We wspomnienie liturgiczne św. Huberta na Świętej Górze Polanowskiej spotkali się ci, którzy obrali go sobie za patrona.
We franciszkańskiej pustelni uczestniczyli we Mszy św. sprawowanej w intencji leśników, myśliwych i przyjaciół świata stworzonego przez Boga.
Nieprzypadkowo zjechali się do kaplicy, która wyrosła na szczycie Świętej Góry, otoczona wysokimi drzewami.

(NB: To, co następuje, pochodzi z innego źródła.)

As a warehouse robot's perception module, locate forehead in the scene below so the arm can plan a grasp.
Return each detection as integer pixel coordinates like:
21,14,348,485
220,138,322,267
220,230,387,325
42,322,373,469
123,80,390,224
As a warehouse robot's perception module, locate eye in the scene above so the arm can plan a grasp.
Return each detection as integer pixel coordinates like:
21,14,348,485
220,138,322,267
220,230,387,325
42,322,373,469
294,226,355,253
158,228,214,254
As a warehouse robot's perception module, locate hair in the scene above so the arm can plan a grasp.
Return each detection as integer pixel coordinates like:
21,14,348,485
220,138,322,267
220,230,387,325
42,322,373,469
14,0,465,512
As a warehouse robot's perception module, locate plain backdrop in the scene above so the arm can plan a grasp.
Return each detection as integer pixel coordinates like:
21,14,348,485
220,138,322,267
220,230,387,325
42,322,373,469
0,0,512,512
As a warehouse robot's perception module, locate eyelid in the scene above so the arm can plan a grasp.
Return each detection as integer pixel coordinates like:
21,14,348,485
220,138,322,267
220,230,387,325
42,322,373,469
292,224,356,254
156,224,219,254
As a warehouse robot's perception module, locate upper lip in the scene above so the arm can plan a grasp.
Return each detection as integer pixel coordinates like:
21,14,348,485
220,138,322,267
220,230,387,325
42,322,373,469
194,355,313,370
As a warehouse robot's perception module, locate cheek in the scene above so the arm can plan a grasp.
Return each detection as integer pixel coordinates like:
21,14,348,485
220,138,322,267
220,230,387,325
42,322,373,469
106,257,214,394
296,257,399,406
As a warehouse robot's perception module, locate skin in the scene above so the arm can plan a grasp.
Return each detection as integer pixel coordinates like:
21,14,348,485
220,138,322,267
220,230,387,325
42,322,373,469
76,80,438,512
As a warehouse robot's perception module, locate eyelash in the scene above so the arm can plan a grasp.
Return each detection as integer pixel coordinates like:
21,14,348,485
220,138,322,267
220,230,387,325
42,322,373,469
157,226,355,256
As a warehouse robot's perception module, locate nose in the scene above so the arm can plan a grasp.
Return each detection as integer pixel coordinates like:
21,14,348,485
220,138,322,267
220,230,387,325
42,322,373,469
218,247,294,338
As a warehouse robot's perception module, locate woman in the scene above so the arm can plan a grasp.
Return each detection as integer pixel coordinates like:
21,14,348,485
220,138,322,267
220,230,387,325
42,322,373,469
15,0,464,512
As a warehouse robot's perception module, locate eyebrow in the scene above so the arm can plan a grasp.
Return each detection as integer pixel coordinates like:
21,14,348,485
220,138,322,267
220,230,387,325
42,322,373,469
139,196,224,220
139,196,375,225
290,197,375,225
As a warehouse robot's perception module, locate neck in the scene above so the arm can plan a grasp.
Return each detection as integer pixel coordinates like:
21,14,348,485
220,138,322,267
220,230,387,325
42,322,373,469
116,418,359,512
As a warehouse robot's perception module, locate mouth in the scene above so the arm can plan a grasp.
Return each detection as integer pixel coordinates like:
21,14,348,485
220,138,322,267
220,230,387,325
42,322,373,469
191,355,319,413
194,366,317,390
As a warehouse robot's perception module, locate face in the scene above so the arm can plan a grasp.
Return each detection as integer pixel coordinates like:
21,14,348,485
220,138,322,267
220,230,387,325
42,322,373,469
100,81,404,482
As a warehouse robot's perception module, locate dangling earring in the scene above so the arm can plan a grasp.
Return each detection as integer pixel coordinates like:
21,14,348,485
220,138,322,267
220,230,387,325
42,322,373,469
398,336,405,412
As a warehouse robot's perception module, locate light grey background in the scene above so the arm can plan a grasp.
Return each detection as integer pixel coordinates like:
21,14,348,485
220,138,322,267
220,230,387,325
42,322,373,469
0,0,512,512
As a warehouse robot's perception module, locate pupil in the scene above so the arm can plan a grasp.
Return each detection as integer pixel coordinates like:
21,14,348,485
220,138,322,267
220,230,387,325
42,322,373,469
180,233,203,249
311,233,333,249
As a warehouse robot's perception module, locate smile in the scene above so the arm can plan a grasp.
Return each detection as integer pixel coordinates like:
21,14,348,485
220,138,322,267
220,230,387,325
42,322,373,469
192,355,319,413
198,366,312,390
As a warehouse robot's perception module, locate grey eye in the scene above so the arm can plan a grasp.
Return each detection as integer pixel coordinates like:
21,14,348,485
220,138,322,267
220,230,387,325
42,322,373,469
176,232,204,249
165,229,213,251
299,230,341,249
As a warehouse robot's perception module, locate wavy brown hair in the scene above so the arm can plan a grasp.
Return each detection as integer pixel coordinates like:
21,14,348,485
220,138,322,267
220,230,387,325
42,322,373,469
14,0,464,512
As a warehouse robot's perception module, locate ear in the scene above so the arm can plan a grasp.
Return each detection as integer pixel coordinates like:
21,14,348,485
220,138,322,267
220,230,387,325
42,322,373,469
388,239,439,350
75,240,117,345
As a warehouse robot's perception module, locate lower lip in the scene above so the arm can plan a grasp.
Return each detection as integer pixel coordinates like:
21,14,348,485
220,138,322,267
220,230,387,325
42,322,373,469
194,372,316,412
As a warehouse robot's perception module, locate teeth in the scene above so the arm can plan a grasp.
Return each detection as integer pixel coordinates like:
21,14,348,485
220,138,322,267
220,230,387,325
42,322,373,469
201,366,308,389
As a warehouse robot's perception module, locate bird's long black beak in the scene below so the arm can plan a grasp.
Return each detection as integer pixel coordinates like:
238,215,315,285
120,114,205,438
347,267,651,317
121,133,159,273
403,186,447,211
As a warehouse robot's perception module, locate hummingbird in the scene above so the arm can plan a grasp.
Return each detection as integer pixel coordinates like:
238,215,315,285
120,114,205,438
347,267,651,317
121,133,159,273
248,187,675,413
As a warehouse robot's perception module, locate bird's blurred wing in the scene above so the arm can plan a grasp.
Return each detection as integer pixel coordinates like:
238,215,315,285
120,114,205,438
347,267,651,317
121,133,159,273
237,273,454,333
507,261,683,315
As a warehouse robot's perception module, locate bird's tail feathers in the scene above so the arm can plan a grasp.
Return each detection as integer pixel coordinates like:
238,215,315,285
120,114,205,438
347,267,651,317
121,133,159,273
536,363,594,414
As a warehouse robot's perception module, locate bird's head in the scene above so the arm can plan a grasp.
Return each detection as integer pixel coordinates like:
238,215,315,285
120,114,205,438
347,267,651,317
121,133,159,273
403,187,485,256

- Jesteśmy ludźmi, którzy kochają przyrodę, spędzają na jej łonie wiele czasu. I tam też, brodząc po kolana w mokrej trawie, słuchając zwierząt, odnajduje się Pana Boga. W szumie liści, w trzepocie skrzydeł wszędzie Go widać, wszędzie Go słychać. Trudno o lepsze miejsce na to, by zgromadzić się na modlitwie niż ta Święta Góra - przyznaje Lech Żuromski, prezes Koła Łowieckiego „Dzik” w Polanowie.
Dźwiękami rogów i pozdrowieniem „Darz bór!” rozpoczęli swoje spotkanie wokół ołtarza, na które zjechali się, żeby razem ze św. Hubertem oddawać Bogu chwałę.

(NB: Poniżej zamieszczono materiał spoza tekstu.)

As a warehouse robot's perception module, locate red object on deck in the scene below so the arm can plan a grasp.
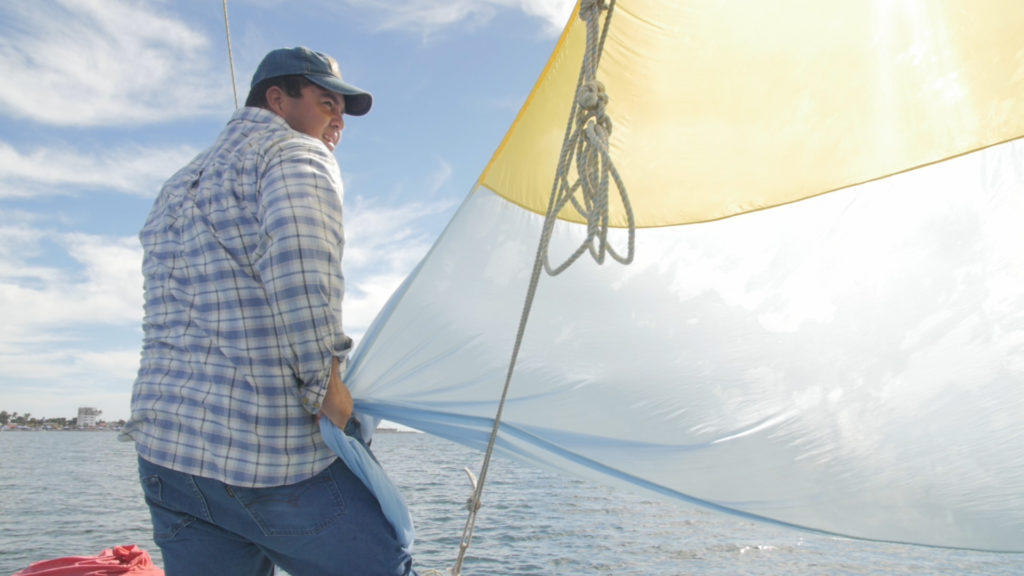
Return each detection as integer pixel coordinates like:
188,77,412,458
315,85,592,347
11,544,164,576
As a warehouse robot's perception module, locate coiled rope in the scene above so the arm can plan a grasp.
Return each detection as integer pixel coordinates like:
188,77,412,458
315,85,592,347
450,0,636,576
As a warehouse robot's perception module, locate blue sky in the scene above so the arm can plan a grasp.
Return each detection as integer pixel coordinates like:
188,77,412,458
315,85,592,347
0,0,573,420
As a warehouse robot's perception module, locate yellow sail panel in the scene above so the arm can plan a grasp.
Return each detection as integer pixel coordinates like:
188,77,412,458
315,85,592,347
480,0,1024,227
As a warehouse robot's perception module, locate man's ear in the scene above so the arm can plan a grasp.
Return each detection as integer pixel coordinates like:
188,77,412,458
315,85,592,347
266,86,288,116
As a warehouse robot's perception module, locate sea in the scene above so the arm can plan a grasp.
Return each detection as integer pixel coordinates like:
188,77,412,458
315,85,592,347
0,430,1024,576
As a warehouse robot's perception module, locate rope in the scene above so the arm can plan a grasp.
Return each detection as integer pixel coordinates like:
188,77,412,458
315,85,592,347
450,0,636,576
221,0,239,110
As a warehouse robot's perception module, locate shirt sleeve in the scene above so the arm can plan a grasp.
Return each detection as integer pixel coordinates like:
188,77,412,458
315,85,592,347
255,139,352,414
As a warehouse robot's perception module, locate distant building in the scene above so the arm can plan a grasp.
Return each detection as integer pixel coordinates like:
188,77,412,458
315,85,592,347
78,407,103,428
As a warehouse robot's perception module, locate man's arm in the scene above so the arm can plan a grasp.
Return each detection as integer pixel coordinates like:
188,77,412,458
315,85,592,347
256,140,351,414
321,358,352,429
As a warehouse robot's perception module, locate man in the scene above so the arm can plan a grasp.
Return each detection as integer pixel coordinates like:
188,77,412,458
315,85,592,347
125,47,414,576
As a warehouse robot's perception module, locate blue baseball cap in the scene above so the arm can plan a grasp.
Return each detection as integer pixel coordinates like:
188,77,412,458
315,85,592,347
249,46,374,116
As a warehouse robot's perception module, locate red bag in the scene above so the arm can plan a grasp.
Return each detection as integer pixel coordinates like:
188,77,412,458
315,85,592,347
11,544,164,576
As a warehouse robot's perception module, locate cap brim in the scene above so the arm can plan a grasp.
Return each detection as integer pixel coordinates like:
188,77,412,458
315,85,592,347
304,74,374,116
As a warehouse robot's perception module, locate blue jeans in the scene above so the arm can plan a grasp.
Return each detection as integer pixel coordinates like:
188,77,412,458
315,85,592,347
138,458,416,576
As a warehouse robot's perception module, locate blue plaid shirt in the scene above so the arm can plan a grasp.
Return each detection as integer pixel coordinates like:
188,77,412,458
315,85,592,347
124,108,351,487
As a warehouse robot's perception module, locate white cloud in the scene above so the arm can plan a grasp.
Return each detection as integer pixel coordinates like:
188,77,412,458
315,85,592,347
0,141,198,198
0,228,142,332
0,225,142,419
0,0,230,126
337,0,575,35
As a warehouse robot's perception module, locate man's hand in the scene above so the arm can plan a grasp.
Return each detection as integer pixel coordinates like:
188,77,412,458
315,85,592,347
319,358,352,429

- Dzisiaj św. Hubert staje obok nas, żeby uświadomić nam, że wszyscy jesteśmy powołani do świętości. To właśnie wyznajemy w Credo mówiąc, że wierzymy w świętych obcowanie i wieczny żywot, żebyśmy sami osiągali świętość - mówił na rozpoczęcie Eucharystii ks. Jerzy Bąk, kapelan leśników i myśliwych.
Wspominali także zmarłych kolegów powierzając za nich swoje modlitwy.

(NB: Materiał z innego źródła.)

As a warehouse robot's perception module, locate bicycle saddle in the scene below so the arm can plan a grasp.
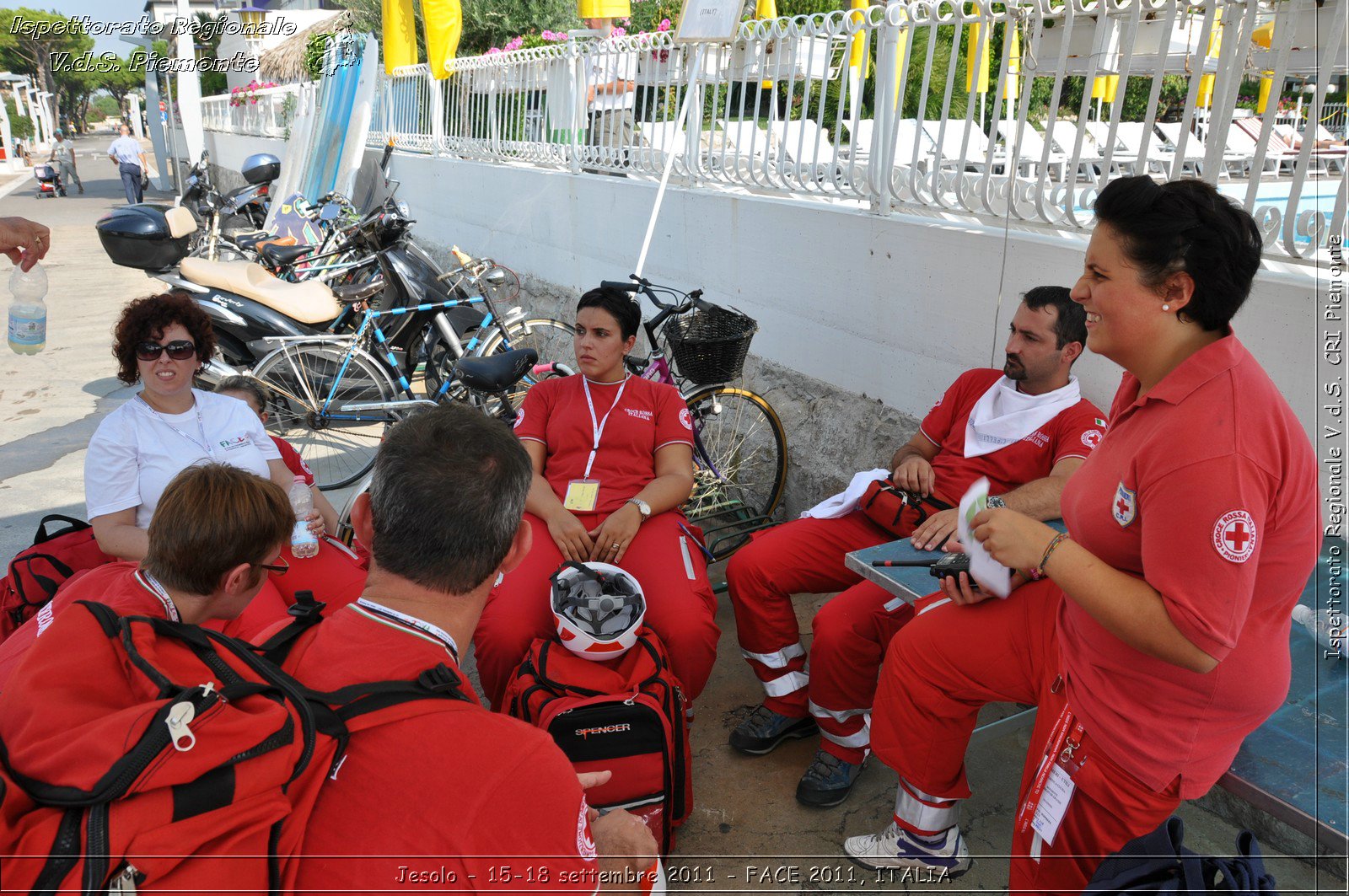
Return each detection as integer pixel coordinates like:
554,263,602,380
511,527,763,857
259,243,314,265
459,348,538,393
332,276,384,303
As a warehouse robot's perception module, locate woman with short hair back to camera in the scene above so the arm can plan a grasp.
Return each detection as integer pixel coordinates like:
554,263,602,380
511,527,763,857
474,287,720,708
845,177,1320,892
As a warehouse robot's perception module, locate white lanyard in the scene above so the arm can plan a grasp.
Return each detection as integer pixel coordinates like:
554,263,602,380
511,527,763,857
137,570,182,622
582,373,627,479
137,394,216,460
356,598,459,663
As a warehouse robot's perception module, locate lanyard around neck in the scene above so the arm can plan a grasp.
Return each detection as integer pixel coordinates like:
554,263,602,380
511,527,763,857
137,394,216,459
356,598,459,663
582,373,627,479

- To nasz, polski piękny zwyczaj wspominania zmarłych, wyraz szacunku dla tych, którzy żyli przed nami, którzy odeszli. Cmentarze, pomniki, kwiaty i znicze - te wyrazy pamięci są potrzebne nam, żyjącym. Rekompensują nam poczucie straty. To, czego potrzebują ci, którzy odeszli, to nasza modlitwa wstawiennicza i nasze przebaczenie - przypominał o. Janusz Jędryszek, pustelnik z Góry Polanowskiej, który wygłosił kazanie.
Przestrzegając przed prywatnymi objawieniami i ludowym rozumieniem czyśćca, wskazywał jak Kościół poleca rozumieć ten stan.
- W tekstach liturgicznych nie ma mowy o cierpieniach częściowych. Kościół mówi o stanie czyścica, jako dojrzewaniu do pełnej miłości. Jeśli ktoś na ziemi nie nabrał kondycji miłowania, Pan Bóg daje mu w swoim miłosierdziu ten czas dojrzewania, żeby mógł żyć życiem w niebie - zauważał franciszkanin.
Porównywał czyściec do katechumenatu w pierwszych wiekach Kościoła.
- Katechumeni nie byli już poganami, choć nie uczestniczyli w pełni życia chrześcijańskiego. Ich miejscem była kruchta kościelna, w niej dojrzewali w wierze, z niej byli wprowadzani do pełnej wspólnoty. Kościół towarzyszył im w tym dojrzewaniu swoją modlitwą. Musieli też oczyścić swoje serca z wszelkiego zła, przebaczyć wszystkie krzywdy i prosić o przebaczenia wobec tych, którym zawinili - mówił o. Jędryszek.
Na zakończenie Mszy św. leśnicy i myśliwi odmówili litanię do św. Huberta, w której prosili swojego patrona m.in. o to, by uchronił ich od wszelkiej nieprawości na łowach, czynienia szkody ludziom i przyrodzie, braku szacunku dla stworzonego świata oraz niebezpiecznych i niepotrzebnych strzałów.
Odpalili także znicze od paschału, roznosząc światełka wokół pustelni. Jak przypominał o. Janusz na szczycie góry w XVIII w. znajdował się cmentarz, szczątki kilku zmarłych, wydobytych z ziemi podczas budowy pustelni, zostały pochowane na powrót wokół niej. Spoczywają tutaj także pielgrzymi, którzy przed wiekami wędrowali na Świętą Górę.